The two men would apparently “‘plot’ late into the evening over a bottle of wine on the balcony of Johnson’s office at parliament in Westminster.”
‘Putin wants Brexit’ means any pro-Brexit Russian works for Putin
So perhaps there is a story there. About how a man with money acquired through possibly unsavory means is able to wrangle his way into the highest echelons of public politics in the UK. Paying what is by the standards of Chelsea mansion owners are trifling donations, while having his stories of innocence believed unconditionally.
But that story wouldn’t sell, not least because none of the above is illegal or new, while Temerko is not some shadowy influence peddler, but has maintained a high-profile persona through newspaper columns and TV interviews. He isn’t even a foreigner in any legal sense.
So, to make it worth publishing, in vogue with current agendas, Temerko, a sworn enemy of the Kremlin who has publicly advocated for arming Ukraine to fight against Russia, has to be turned into an FSB asset.
But evidence is scant.
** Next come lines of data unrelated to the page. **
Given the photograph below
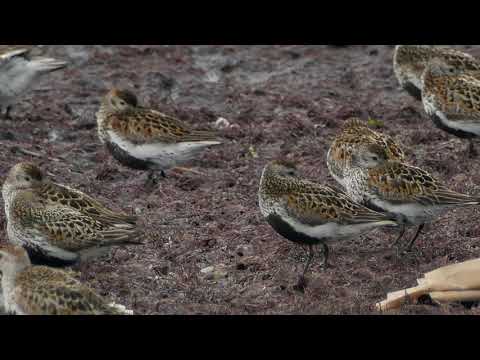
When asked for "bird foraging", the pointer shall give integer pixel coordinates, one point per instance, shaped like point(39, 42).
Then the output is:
point(308, 213)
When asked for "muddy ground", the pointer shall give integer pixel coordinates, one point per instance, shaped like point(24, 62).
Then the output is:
point(208, 251)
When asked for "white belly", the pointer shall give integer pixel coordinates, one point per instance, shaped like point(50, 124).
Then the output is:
point(164, 155)
point(414, 213)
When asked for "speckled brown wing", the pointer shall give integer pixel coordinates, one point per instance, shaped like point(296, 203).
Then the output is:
point(316, 205)
point(65, 196)
point(42, 290)
point(9, 52)
point(460, 99)
point(400, 183)
point(457, 58)
point(145, 126)
point(69, 229)
point(356, 133)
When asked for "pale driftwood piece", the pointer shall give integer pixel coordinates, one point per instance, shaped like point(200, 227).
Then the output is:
point(457, 282)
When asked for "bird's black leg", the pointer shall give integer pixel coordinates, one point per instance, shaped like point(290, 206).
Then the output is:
point(402, 232)
point(309, 261)
point(6, 115)
point(471, 150)
point(326, 252)
point(419, 230)
point(302, 282)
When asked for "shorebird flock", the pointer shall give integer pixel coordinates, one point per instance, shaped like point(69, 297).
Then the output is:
point(52, 226)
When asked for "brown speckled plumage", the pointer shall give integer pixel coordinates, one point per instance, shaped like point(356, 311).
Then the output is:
point(309, 213)
point(151, 137)
point(40, 290)
point(410, 62)
point(58, 220)
point(452, 97)
point(354, 137)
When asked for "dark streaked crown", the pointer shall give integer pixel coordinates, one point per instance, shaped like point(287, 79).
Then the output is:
point(126, 95)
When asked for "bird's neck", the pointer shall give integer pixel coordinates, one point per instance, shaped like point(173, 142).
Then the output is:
point(273, 184)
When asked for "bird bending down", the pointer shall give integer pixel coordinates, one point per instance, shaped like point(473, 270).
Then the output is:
point(408, 192)
point(308, 213)
point(59, 225)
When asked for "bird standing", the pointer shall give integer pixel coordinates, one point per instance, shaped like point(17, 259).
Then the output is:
point(356, 134)
point(40, 290)
point(308, 213)
point(146, 139)
point(412, 194)
point(451, 98)
point(59, 225)
point(410, 61)
point(19, 72)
Evidently, Temerko let his cover slip when he publicly called Nikolai Patrushev, “the hawkish head of Russia’s Security Council and former long-time head of the FSB security service… a ‘decent family man.’”
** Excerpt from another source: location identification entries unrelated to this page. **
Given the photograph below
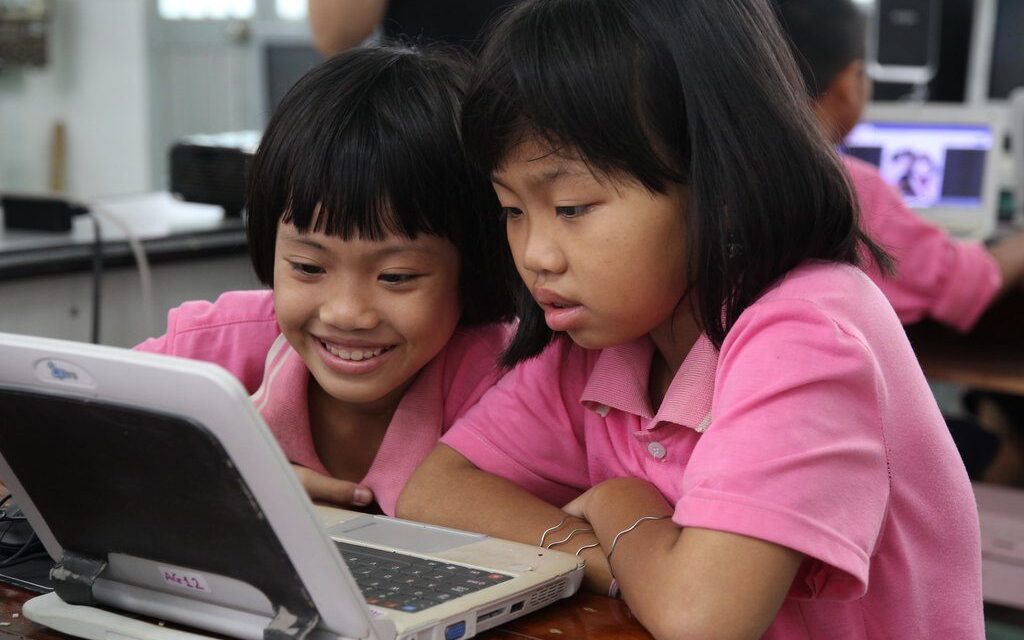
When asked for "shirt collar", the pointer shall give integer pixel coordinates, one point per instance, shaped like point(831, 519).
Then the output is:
point(621, 377)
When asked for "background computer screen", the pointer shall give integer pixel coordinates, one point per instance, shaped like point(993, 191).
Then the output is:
point(949, 83)
point(931, 165)
point(1007, 71)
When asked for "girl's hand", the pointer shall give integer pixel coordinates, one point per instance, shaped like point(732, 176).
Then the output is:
point(325, 488)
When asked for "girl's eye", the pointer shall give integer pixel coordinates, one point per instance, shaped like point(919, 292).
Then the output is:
point(397, 279)
point(573, 212)
point(305, 268)
point(510, 212)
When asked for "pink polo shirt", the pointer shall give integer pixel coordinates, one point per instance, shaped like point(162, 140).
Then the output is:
point(240, 332)
point(937, 276)
point(812, 428)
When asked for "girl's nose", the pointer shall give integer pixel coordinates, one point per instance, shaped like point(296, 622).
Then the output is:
point(536, 247)
point(349, 308)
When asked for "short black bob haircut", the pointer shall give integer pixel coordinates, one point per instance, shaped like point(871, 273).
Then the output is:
point(371, 136)
point(702, 93)
point(825, 35)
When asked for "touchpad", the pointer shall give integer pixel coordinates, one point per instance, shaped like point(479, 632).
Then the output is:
point(414, 537)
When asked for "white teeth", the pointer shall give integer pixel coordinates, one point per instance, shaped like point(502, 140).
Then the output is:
point(354, 355)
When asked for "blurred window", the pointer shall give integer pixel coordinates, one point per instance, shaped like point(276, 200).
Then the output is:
point(207, 9)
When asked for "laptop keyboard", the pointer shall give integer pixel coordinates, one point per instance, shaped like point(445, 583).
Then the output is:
point(404, 583)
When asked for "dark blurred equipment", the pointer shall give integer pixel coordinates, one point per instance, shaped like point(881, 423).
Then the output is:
point(212, 169)
point(997, 50)
point(904, 41)
point(949, 83)
point(38, 213)
point(25, 27)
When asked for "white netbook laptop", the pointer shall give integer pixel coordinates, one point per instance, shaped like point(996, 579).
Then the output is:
point(944, 161)
point(157, 488)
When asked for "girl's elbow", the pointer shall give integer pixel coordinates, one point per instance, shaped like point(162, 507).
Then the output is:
point(696, 623)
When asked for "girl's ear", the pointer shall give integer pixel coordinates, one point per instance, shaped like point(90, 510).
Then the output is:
point(843, 101)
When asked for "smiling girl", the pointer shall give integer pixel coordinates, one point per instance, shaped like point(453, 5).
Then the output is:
point(387, 270)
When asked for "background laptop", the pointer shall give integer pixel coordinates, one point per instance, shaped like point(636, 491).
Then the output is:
point(944, 161)
point(155, 485)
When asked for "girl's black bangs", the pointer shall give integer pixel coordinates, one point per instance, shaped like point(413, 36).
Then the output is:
point(592, 100)
point(381, 168)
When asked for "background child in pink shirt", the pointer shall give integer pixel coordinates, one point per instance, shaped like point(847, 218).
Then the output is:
point(725, 407)
point(936, 276)
point(382, 247)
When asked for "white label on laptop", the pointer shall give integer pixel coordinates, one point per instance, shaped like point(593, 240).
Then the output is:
point(184, 580)
point(61, 372)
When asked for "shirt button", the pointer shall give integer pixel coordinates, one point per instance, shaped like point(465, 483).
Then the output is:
point(656, 450)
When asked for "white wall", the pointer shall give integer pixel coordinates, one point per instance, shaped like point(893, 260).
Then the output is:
point(96, 83)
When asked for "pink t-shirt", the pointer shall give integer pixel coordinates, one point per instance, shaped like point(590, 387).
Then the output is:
point(937, 276)
point(240, 332)
point(812, 428)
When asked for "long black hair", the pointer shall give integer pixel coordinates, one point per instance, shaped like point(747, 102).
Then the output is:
point(704, 93)
point(367, 143)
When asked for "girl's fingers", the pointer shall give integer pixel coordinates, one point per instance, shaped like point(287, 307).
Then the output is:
point(325, 488)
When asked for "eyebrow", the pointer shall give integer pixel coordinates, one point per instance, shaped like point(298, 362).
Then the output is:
point(384, 252)
point(560, 171)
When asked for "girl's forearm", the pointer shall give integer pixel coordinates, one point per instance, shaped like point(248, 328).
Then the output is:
point(688, 583)
point(448, 489)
Fellow former Yukos director “Leonid Nevzlin, said Temerko had long-standing ties with Russian security agencies, but declined to say whether he believes those ties remain active” (government security official knew other government security officials, what are the odds?)
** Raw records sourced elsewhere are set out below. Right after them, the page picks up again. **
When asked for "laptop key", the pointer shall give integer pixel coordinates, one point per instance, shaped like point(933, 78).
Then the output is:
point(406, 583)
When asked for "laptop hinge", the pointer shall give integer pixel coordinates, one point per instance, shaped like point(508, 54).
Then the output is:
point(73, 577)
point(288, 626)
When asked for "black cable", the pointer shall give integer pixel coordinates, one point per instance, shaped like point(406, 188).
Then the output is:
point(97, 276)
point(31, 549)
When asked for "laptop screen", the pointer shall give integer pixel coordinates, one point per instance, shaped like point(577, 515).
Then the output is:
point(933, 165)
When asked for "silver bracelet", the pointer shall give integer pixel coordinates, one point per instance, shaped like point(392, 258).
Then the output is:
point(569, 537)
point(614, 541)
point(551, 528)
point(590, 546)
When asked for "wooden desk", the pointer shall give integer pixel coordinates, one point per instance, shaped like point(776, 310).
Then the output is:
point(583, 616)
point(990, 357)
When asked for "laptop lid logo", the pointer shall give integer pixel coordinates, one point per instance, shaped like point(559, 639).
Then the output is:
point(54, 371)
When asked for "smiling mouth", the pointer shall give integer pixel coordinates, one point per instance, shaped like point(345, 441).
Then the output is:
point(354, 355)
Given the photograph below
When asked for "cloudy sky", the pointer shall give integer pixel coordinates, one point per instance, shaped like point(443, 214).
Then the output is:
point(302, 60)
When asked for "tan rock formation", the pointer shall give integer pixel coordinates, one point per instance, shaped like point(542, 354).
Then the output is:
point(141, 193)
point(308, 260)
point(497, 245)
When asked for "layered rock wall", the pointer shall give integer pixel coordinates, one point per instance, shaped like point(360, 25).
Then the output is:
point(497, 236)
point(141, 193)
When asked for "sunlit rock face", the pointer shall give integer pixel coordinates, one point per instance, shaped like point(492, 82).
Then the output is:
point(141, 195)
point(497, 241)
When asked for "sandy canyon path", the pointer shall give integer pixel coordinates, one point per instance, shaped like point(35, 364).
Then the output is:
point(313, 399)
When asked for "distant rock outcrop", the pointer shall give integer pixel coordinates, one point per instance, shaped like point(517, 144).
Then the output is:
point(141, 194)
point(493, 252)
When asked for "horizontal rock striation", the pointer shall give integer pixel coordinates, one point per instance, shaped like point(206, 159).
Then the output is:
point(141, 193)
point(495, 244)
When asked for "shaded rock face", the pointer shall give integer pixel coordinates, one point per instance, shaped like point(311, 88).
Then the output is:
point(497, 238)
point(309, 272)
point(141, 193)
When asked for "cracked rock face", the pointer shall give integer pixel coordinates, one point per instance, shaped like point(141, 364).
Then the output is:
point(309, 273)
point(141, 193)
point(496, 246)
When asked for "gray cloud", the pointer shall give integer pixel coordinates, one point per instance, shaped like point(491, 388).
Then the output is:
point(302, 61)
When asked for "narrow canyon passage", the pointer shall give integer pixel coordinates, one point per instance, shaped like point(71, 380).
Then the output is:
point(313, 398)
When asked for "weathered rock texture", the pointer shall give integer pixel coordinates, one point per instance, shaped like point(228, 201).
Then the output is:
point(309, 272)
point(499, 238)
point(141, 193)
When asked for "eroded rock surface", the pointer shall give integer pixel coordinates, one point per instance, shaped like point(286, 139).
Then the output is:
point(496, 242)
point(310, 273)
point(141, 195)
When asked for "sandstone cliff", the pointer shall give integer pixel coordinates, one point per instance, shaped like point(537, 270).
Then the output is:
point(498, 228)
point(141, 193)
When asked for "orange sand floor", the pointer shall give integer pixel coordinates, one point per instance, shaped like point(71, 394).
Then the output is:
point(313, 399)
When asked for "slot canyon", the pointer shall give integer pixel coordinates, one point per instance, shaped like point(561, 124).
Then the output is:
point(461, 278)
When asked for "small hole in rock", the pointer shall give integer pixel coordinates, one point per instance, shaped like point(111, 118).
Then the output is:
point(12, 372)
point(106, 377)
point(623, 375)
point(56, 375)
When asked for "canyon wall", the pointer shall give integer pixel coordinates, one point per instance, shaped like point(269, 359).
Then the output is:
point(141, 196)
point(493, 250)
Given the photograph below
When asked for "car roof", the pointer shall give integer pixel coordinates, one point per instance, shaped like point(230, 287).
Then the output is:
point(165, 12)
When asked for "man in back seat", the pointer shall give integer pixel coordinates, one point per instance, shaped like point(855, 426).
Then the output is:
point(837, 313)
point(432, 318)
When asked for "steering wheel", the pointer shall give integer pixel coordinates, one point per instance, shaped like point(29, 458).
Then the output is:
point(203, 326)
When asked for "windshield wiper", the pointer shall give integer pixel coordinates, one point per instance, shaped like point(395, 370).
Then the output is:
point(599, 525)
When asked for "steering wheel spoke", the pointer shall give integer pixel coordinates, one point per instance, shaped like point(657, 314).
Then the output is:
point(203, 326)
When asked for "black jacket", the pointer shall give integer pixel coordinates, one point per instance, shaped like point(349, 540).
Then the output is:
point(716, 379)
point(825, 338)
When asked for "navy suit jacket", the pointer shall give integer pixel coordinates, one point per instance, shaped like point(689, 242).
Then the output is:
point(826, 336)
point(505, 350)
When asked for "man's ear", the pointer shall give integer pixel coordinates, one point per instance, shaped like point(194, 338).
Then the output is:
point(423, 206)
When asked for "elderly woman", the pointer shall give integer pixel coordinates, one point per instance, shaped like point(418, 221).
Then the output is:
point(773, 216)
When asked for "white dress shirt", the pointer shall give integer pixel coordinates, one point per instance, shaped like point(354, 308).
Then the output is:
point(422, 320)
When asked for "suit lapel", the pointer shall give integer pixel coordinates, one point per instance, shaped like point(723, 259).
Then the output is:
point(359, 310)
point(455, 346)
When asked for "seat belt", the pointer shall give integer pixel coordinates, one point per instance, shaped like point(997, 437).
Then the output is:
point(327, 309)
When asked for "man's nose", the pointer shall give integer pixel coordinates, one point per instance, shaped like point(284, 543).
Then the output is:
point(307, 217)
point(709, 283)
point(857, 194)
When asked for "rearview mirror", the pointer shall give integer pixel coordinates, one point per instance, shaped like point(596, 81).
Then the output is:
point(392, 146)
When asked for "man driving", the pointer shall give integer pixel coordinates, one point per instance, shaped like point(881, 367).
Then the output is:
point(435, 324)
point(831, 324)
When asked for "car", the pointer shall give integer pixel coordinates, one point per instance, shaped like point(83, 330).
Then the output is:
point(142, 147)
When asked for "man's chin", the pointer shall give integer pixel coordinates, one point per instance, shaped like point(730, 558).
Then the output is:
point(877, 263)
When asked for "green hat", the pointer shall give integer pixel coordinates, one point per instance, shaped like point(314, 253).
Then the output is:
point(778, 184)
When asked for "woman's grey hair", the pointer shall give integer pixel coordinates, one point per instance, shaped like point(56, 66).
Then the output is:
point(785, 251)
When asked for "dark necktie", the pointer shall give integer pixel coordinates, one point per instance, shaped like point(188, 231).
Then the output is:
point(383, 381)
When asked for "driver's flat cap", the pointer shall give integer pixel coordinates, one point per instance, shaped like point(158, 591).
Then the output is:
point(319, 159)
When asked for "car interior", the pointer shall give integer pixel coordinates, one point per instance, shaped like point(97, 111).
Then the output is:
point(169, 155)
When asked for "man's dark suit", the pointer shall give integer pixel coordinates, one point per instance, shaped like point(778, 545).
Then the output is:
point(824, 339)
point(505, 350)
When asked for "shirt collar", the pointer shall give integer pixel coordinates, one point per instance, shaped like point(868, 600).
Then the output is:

Worst of all, despite being an advocate for a soft Brexit (he is backing Jeremy Hunt, not Johnson for PM), Temerko has claimed that if the Conservative Party fails to take Britain out of the EU as it promised, “the time of the mainstream parties will end,” and “the old system will be destroyed.”
So rather than being the generic views of a middle-of-the-road Conservative, “those comments about a new political era chimed with remarks by Russian President Vladimir Putin,” because the Russian leader has said that a second referendum would shake faith in democracy.
James Wharton, a former Tory MP, is working as an adviser for Temerko’s energy company, and is also involved in Johnson’s party campaign.
Crucially, Temerko also “frequently” calls sacked Defence Secretary Gavin Williamson, who has been aiding Boris as well, “a good lad.”
Feeling sorry for Boris
So, what is Belton saying with her article?
That Temerko is some sort a sleeper agent who has now infiltrated the Tories? That Brexit-pushing Boris is doing the bidding of the Kremlin? Using Wharton? Is Williamson also working for Putin?
Because this is what Labour MP Ben Bradshaw, quoted in the article, seems to imply.
“We must have complete confidence that the close relationships between Conservative politicians and Russian business people with ties to the Putin regime are above board and free from Kremlin influencing operations.”
But how has the article demonstrated that the Kremlin has influenced anything?
The “special report” serves as yet another piece of evidence that in the current political climate, any Kremlin meddling story, however poorly sourced, xenophobic, counter-factual, or downright illogical, will be published. As long as you waffle on long and confusingly enough, your conspiracy theory will be picked up – and indeed dozens of prominent UK politicians and journalists retweeted the story with piled-on praise.
Johnson, Temerko, Hunt, and Williamson have got enough genuine personal flaws, misguided positions, and conflicts of interest that there is no need to invent additional smears for easy clicks.
By Igor Ogorodnev
Igor Ogorodnev is a Russian-British journalist, who has worked at RT since 2007 as a correspondent, editor and writer.